Managed to roll out a small update to my website last week, now there's a cover image of the latest game I've played. I'm pleased with the result even though it feel a bit hacky. It's not that bad, it just has a flaw that I am aware of, but choose to ignore. We'll see how long it takes for it to bite me in the ass.

Today's rambling were presented to you by:
Kanagavel Kakka

Roughly translated (badly, from two languages and for the purpose of fun) means; Chicken-Gable Poo.

And as a hidden bonus, I dare you to google search Kanagavel Kakka. No, seriously.. google it. And then come back here once you realize what it actually is the name of... Don't worry, I'll wait.




...Oh you're back (or never left). Well either way I'm done, so bye.

Monday 8 March 2010

Interlude: All we wanna do, is eat your brains!

I just had to..



WOOT for awesome!

Thursday 4 March 2010

Is art crap?

Or maybe more specifically.. is this crap? (the photo at the end of the post)

I was "filming" for my next narcissistic music video for youtube.com when I started playing around with some settings. Well at least, the few settings that are available on a Samsung A503 camera.. it's not a very good camera.. no wait.. I'm sorry... it's not a very technical camera.. it's good enough for me, and I kinda like the grainy look everything gets regardless of how good the lighting is. Which is why my lighting is usually crap.. And just can't be bothered to bother, so to speak. Because in the end, it's not going to be what I would want... and also.. I kinda like the grainy look..
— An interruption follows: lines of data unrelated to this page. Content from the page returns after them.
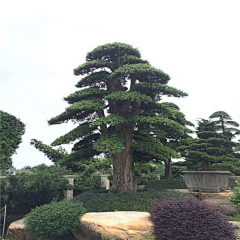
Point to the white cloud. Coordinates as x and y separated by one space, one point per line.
196 43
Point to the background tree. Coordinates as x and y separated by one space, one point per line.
55 155
160 143
11 129
225 124
210 150
116 92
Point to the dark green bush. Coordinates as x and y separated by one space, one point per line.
166 184
232 183
3 186
129 201
189 219
55 220
27 191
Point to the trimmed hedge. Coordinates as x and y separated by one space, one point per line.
129 201
55 220
189 219
166 184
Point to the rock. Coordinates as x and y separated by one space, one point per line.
115 225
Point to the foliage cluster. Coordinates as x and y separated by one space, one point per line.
235 198
128 201
55 220
166 184
11 129
28 190
213 149
189 219
147 171
117 113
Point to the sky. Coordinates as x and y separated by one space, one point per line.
196 42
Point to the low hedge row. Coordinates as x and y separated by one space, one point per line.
108 202
166 184
55 220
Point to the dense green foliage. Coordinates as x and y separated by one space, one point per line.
211 150
117 104
235 198
11 129
55 155
55 220
147 171
225 124
166 184
189 219
28 190
128 201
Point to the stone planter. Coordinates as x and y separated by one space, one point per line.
207 181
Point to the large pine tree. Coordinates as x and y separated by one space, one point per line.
11 131
119 94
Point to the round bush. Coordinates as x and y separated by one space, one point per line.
189 219
55 220
128 201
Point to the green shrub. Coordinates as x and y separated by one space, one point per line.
232 183
129 201
55 220
27 191
166 184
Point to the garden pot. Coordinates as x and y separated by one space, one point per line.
207 181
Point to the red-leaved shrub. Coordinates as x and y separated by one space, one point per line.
189 219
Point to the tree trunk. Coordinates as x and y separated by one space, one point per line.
168 170
123 165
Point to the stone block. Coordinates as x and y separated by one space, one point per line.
115 225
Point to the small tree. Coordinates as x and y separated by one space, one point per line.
161 145
11 129
210 150
225 124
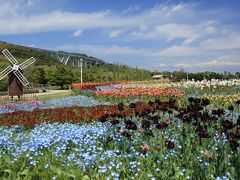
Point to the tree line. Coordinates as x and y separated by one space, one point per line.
61 75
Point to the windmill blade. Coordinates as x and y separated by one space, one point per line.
21 78
27 63
9 56
5 72
67 60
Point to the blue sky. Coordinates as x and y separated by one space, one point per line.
157 35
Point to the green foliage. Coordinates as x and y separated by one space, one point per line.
39 76
60 75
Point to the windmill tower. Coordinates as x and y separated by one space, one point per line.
16 79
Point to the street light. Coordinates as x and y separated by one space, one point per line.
81 65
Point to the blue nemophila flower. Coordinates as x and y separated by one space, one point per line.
53 103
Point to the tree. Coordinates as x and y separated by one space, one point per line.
39 76
60 75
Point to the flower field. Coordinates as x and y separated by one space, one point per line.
131 130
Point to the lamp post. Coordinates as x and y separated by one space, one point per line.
81 65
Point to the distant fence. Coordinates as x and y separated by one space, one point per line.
24 98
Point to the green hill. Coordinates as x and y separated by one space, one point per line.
48 70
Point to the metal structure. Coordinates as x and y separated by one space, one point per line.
15 72
81 65
74 59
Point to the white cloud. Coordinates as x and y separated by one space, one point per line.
20 21
132 8
77 33
180 51
106 50
227 42
115 33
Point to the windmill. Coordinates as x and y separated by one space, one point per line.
15 72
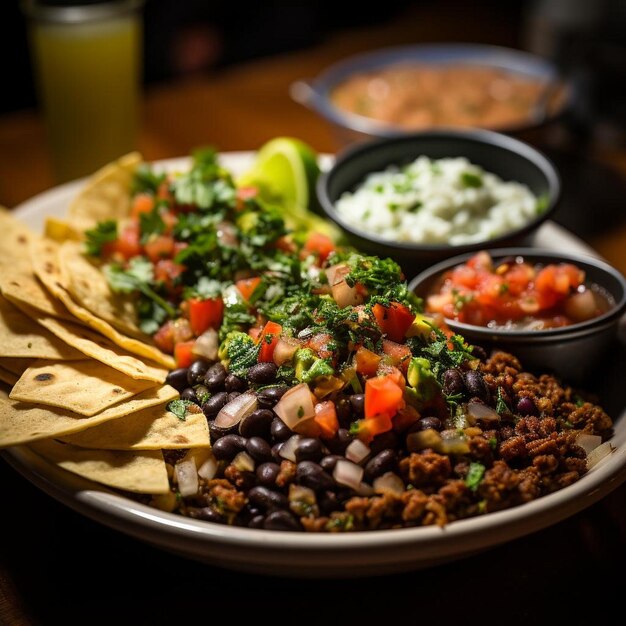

Anyways.. filming as I were. I managed to squeeze out three covers. Personally I am not pleased with any of them. The video is pretty much exactly what I had imagined, but the audio is sub-par at best and I just generally feel like I suck when singing (not my day today I suppose...)

So for funsies.. (yes Firefox, I know it's not a real word..) I thought I would ask you kindly, dear readers.. (yes both of you)

Which song shall I embarrass myself with on youtube.com? The song with most of the votes gets uploaded. In the case of a tie, I will personally pick the person I respect the most (who voted) or just randomly.. and that song gets uploaded.

Your options are;
Excess Baggage — Staind
I Can't Make You Love Me — Bonnie Raitt
I Miss You — Blink 182

You have until next time I blog, which will be whenever I feel like it. But probably tomorrow.

So until then, enjoy this (possibly) crappy photo/art.

Taken with the earlier mentioned Samsung A503 w Invert. The only editing I did is cropped it 9:6 ratio, added a black border and of course the text frame.
No colour adjustments, no gaussian blur. Nothing else.